Jérémy Griffaud est un jeune artiste diplômé du Pavillon Bosio (Ecole Supérieure d’Arts Plastiques de la Ville de Monaco) en 2017. Il peint des aquarelles d’un mode imaginaire qu’il numérise puis anime par ordinateur. Ces animations sont visibles sous la forme de films, mais aussi en réalité virtuelle ou sous la forme d’installations vidéo immersives. Il emmène le spectateur pour lui faire partager sa fascination des mondes parallèles colorés et hypnotiques, tout en révélant les problématiques de notre temps. Son court métrage a été projeté plus d’une centaine de fois dans une trentaine de pays, y compris en Chine (au Musée des Beaux-Arts de Shenzhen), en Pologne (au Pavillon des Quatre Dômes à Wrocław), en Norvège (à Bærum) ou encore en Malaisie (à Penang).
Certaines de vos œuvres possèdent un style aquarelle, pourquoi ce choix de proposition ? Et quel est son apport dans sa relation avec le numérique ?

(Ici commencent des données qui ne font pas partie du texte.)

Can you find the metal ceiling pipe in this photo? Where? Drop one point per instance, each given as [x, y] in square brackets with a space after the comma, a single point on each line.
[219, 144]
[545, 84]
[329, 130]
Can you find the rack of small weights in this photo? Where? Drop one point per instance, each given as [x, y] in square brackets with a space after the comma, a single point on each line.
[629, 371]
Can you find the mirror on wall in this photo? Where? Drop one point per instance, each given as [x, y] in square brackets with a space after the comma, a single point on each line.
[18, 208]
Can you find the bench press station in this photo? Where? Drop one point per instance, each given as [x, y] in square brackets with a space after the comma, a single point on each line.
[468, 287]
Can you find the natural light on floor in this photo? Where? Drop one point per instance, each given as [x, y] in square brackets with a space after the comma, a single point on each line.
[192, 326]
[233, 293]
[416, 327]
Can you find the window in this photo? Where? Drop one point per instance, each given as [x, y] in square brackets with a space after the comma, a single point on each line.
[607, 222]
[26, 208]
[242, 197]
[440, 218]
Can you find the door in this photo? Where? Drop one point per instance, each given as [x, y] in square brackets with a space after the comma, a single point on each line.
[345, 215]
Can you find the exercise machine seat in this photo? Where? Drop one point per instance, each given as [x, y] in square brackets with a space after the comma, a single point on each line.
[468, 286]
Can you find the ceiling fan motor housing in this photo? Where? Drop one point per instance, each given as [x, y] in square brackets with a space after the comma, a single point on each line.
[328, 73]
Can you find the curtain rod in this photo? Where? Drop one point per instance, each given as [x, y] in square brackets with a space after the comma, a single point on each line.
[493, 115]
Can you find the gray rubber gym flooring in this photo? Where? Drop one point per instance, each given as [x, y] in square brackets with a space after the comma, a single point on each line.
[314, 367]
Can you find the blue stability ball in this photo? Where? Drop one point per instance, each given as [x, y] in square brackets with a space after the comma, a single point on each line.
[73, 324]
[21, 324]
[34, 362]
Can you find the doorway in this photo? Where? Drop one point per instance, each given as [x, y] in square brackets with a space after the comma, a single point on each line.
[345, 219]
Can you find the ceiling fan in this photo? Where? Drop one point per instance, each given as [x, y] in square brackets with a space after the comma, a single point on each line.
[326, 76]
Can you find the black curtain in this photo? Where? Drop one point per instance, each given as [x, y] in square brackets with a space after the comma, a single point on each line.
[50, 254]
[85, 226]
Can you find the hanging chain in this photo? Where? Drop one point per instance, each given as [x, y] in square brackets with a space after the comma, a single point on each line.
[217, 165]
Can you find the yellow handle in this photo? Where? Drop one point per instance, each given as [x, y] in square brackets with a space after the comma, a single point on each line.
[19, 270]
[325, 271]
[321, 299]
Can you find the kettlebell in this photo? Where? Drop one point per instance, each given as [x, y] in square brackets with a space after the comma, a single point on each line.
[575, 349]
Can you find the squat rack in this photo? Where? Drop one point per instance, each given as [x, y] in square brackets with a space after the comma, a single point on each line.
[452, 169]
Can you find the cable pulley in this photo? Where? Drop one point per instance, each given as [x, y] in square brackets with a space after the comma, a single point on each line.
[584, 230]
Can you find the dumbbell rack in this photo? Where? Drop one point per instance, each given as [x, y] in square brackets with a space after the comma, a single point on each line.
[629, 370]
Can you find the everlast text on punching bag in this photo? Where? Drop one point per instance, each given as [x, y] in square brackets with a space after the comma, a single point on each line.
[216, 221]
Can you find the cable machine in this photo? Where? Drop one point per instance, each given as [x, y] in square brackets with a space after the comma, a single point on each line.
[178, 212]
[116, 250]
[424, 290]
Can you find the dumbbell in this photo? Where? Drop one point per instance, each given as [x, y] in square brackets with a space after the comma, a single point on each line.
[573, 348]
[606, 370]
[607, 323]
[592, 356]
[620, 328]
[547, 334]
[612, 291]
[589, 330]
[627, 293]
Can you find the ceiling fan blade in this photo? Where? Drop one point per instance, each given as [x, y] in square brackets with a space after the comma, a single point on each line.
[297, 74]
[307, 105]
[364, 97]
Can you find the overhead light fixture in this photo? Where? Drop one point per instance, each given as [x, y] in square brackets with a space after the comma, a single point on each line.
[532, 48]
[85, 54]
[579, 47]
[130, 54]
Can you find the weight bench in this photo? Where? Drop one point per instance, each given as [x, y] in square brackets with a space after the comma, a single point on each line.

Au fil de mes réalisations, j’ai cherché des moyens de rendre mes dessins vivants. J’ai commencé par les animer dans le cadre de court-métrages. Peu à peu, j’ai eu envie de faire entrer le spectateur dans mes œuvres, j’ai alors commencé à travailler sur des dispositifs d’installations immersifs. Aujourd’hui, mes recherches m’ont amené vers les moteurs de jeu vidéo, qui m’ont permis d’interagir avec mes dessins. Pour moi ce sont deux opposés, deux processus créatifs différents. L’aquarelle se caractérise par une certaine spontanéité, une surprise, et sa transparence confère aux couleurs un aspect lumineux et pur. Elle permet à la fois la subtilité et la liberté, un flou dans les contours et des transitions tonales douces et naturelles. L’aquarelle est vivante, elle palpite, captant l’énergie de la nature de la vie. Je réalise mes dessins sans croquis préparatoire, en laissant glisser le pinceau sur la page blanche, parfois de manière quasi automatique. Il s’agit presque d’un protocole qui vise à découvrir de nouvelles sensations et de nouvelles formes. La phase de création numérique est différente, plus longue, la précision d’exécution des tâches est plus importante, plus contrôlée. Malgré tout, je réalise de plus en plus souvent des modèles 3D, qui prolongent mes peintures et je les colorise avec des textures que j’ai préalablement peintes. Pour moi, il s’agit de pénétrer dans le déploiement des pigments, pour que le spectateur ait la sensation de traverser physiquement l‘univers auquel je donne vie.
Comment avez-vous imaginé cette exposition en Chine ? Y a-t-il eu des particularités que vous avez pris en compte ?
Mon installation Contre-Nature a été conçue pour s’adapter à tous les espaces. Il s’agit d’un écran de 14 mètres de long, capable de se plier en plusieurs sections. Mon objectif est de faire en sorte que lorsque le visiteur pénètre dans la salle et soit d‘abord confronté à un grand écran, puis au cours de sa déambulation, il se retrouve plongé dans le panorama des paysages animés, pour finalement contourner l’œuvre et découvrir l’envers de la projection immersive où apparaissent les ombres des spectateurs mélangés à la vidéo.
Concernant la réalité virtuelle, comment appréhendez vous l’expérience du public concernant vos œuvres ? Sachant qu’il est non seulement spectateur mais aussi acteur de vos créactions VR.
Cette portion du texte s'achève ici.